C’était d’ailleurs un bien grand trou, en effet : jamais de sa vie il n’avait chuté comme ça. L’air tiède du sous-sol sifflait dans ses oreilles et il voyait de moins en moins autour de lui, au fur et à mesure qu’il s’enfonçait dans l’obscurité. Il ne savait pas, à vrai dire, s’il chutait lentement ou s’il pensait très vite : toujours est-il qu’il eut l’impression que sa chute dura une bonne minute. Il atterrit sans bruit sur un sol mou et humide, avec un « pouf » quasi-cartoonesque. Il se redressa après voir repris ses esprits, leva les yeux en espérant apercevoir la surface, mais ne vit absolument rien. Les ténèbres l’entouraient. Le contenu de ses poches s’était vidé dans la chute et se trouvait éparpillé autour de lui, et son cartable avait dû lui aussi atterrir à quelques mètres. Il tâtonna par terre pour tout ramasser, en espérant surtout mettre rapidement la main sur son portable pour mettre un peu de lumière dans ce foutoir.
Il effleura quelques mouchoirs sales qu’il récupéra vite pour les enfouir au fond de ses poches, ainsi que ses clés qui lui semblèrent particulièrement froides, et qu’il récupéra bien vite aussi. Il s’arrêta quelques instants. Il n’avait pas fait attention aux bruits, mais il n’entendait rien qu’un bruit de vent, comme un souffle léger, qui allait et venait.
Il continua à fouiller le sol et à tâtonner, avant de se figer.

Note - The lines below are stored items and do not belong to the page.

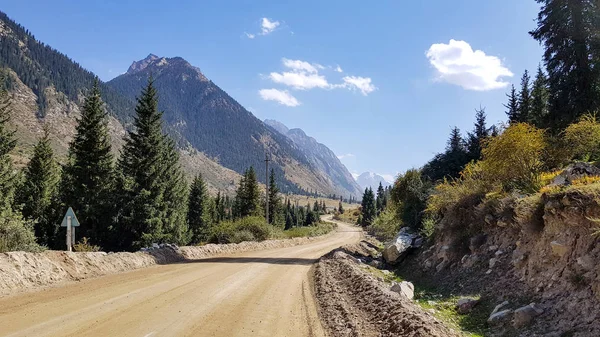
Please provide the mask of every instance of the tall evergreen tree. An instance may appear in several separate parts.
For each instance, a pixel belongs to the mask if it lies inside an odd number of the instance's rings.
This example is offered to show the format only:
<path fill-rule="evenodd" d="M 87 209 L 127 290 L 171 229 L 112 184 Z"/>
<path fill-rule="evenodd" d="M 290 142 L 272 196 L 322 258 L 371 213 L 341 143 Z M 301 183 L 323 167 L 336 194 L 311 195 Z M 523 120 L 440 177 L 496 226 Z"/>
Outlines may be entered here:
<path fill-rule="evenodd" d="M 484 139 L 489 137 L 490 129 L 486 125 L 485 108 L 475 110 L 475 126 L 468 134 L 467 152 L 470 160 L 481 159 L 481 146 Z"/>
<path fill-rule="evenodd" d="M 271 169 L 269 175 L 269 223 L 280 223 L 281 199 L 279 198 L 279 188 L 275 180 L 275 170 Z"/>
<path fill-rule="evenodd" d="M 206 183 L 202 179 L 202 175 L 198 174 L 192 182 L 188 199 L 187 220 L 193 243 L 200 243 L 208 239 L 211 226 L 208 198 Z"/>
<path fill-rule="evenodd" d="M 383 189 L 383 185 L 379 182 L 379 187 L 377 187 L 377 201 L 375 202 L 377 207 L 377 215 L 379 215 L 385 209 L 387 204 L 387 200 L 385 198 L 385 191 Z"/>
<path fill-rule="evenodd" d="M 531 90 L 531 114 L 529 123 L 538 127 L 546 127 L 546 119 L 548 116 L 548 79 L 542 71 L 542 67 L 538 66 L 533 88 Z"/>
<path fill-rule="evenodd" d="M 531 36 L 544 46 L 550 90 L 549 126 L 560 131 L 598 110 L 599 8 L 594 0 L 537 0 L 542 5 Z"/>
<path fill-rule="evenodd" d="M 185 245 L 190 239 L 186 221 L 188 185 L 185 173 L 179 163 L 179 152 L 175 147 L 175 142 L 166 135 L 163 139 L 161 165 L 164 169 L 161 177 L 161 184 L 164 186 L 162 203 L 164 234 L 169 237 L 171 242 Z"/>
<path fill-rule="evenodd" d="M 362 223 L 363 227 L 370 226 L 373 224 L 375 217 L 377 216 L 377 207 L 375 205 L 375 195 L 373 189 L 366 188 L 362 199 Z"/>
<path fill-rule="evenodd" d="M 61 211 L 72 207 L 81 223 L 79 234 L 112 248 L 109 230 L 114 216 L 114 163 L 98 79 L 85 98 L 78 122 L 63 169 Z"/>
<path fill-rule="evenodd" d="M 529 122 L 531 119 L 531 78 L 525 70 L 521 77 L 521 92 L 519 93 L 519 122 Z"/>
<path fill-rule="evenodd" d="M 252 166 L 246 170 L 240 180 L 240 186 L 235 199 L 238 217 L 261 215 L 260 190 L 258 188 L 256 172 Z"/>
<path fill-rule="evenodd" d="M 517 89 L 513 85 L 510 89 L 510 93 L 506 94 L 508 97 L 508 103 L 504 106 L 508 109 L 506 115 L 508 116 L 509 123 L 519 123 L 521 118 L 521 110 L 519 109 L 519 96 L 517 95 Z"/>
<path fill-rule="evenodd" d="M 18 203 L 22 205 L 25 219 L 34 223 L 38 243 L 51 246 L 58 230 L 56 206 L 58 198 L 59 166 L 54 159 L 50 136 L 44 129 L 33 149 L 33 157 L 25 168 L 25 181 L 18 193 Z"/>
<path fill-rule="evenodd" d="M 174 144 L 162 132 L 157 96 L 150 79 L 137 100 L 134 129 L 119 158 L 123 248 L 167 240 L 185 243 L 186 187 Z"/>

Sa main, en se baladant sur le sol de terre grasse, avait fini par rencontrer… une autre main. Il avait touché une autre peau, et pire encore, cette main chaude avait répondu à ce contact, elle était en train de lui caresser tendrement le poignet et l’avant-bras. Etienne sentit tous les poils de son corps se hérisser d’un coup, et il crut que son cœur bondissant allait ressortir par sa gorge. Il était tétanisé (et on le comprend). Le pire dans tout cela, c’était le silence. Il n’entendait absolument rien, hormis la respiration timide et souffreteuse de la personne qui se trouvait très probablement au bout de ce bras (c’était cela, le curieux souffle qu’il entendait depuis le début), et lui-même était bien trop paniqué dire quoi que ce soit. Il aurait tout de même bien voulu hurler.

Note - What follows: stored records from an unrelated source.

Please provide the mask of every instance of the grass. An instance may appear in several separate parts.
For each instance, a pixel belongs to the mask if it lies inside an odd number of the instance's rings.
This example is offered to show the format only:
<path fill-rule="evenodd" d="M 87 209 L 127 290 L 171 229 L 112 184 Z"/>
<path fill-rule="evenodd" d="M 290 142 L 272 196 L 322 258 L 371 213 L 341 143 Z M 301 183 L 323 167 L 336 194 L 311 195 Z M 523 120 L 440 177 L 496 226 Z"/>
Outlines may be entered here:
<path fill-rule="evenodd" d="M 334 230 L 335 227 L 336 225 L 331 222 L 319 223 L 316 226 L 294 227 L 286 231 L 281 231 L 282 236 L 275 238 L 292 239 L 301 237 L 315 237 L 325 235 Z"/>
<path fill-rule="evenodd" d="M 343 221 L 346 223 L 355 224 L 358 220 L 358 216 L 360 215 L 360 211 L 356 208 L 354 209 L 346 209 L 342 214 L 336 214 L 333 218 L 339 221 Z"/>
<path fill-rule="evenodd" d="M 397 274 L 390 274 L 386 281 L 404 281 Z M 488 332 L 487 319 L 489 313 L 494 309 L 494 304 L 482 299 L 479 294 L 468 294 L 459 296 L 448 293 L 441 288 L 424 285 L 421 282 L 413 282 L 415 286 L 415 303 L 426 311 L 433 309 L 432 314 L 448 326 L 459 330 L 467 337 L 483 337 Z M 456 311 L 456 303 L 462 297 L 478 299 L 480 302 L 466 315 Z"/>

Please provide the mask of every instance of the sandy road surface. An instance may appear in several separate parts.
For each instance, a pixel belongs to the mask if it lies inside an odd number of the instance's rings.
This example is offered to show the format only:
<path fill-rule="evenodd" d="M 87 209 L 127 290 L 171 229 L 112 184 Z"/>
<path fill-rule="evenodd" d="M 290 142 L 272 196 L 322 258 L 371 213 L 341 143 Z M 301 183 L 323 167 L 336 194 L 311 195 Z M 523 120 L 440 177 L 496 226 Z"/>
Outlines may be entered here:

L’étrange main continuait de se promener délicatement sur sa peau, allant et venant sur le dos de sa main à lui, comme un amant promène tendrement ses doigts sur la peau de l’être aimé à qui il vient de s’abandonner. Mais il s’agissait là d’un être inconnu, et à défaut d’être hostile, tout à fait étranger. il finit par retrouver un semblant de présence d’esprit, et saisit le bras au poignet. Ou tout du moins essaya ; car ses doigts se refermèrent sur eux-mêmes. Cette main qu’il avait sentie… elle n’était plus là !

Ce fut à ce moment qu’un rire retentit, et qu’Etienne l’entendit parler pour la première fois.
« Ben alors, t’en fais une drôle de tête ! Faut pas avoir peur comme ça… » déclara la voix avec un ton moqueur. Etienne en fut un peu vexé. Il sentit encore une fois le contact d’une main tiède sur son avant-bras, fit un geste brusque pour le retirer avant de tenter encore une fois de se saisir de son interlocuteur, toujours en vain.
« Tsss, ça sert à rien mec ! Je peux te toucher mais pas toi. C’est la première fois que t’es là je parie, t’es tombé de tout en haut ? »
C’était une voix féminine semblait-il, mais qui semblait venir de très loin, avec un aspect un peu caverneux ou éthéré, qui semblait se réverbérer de tous les côtés.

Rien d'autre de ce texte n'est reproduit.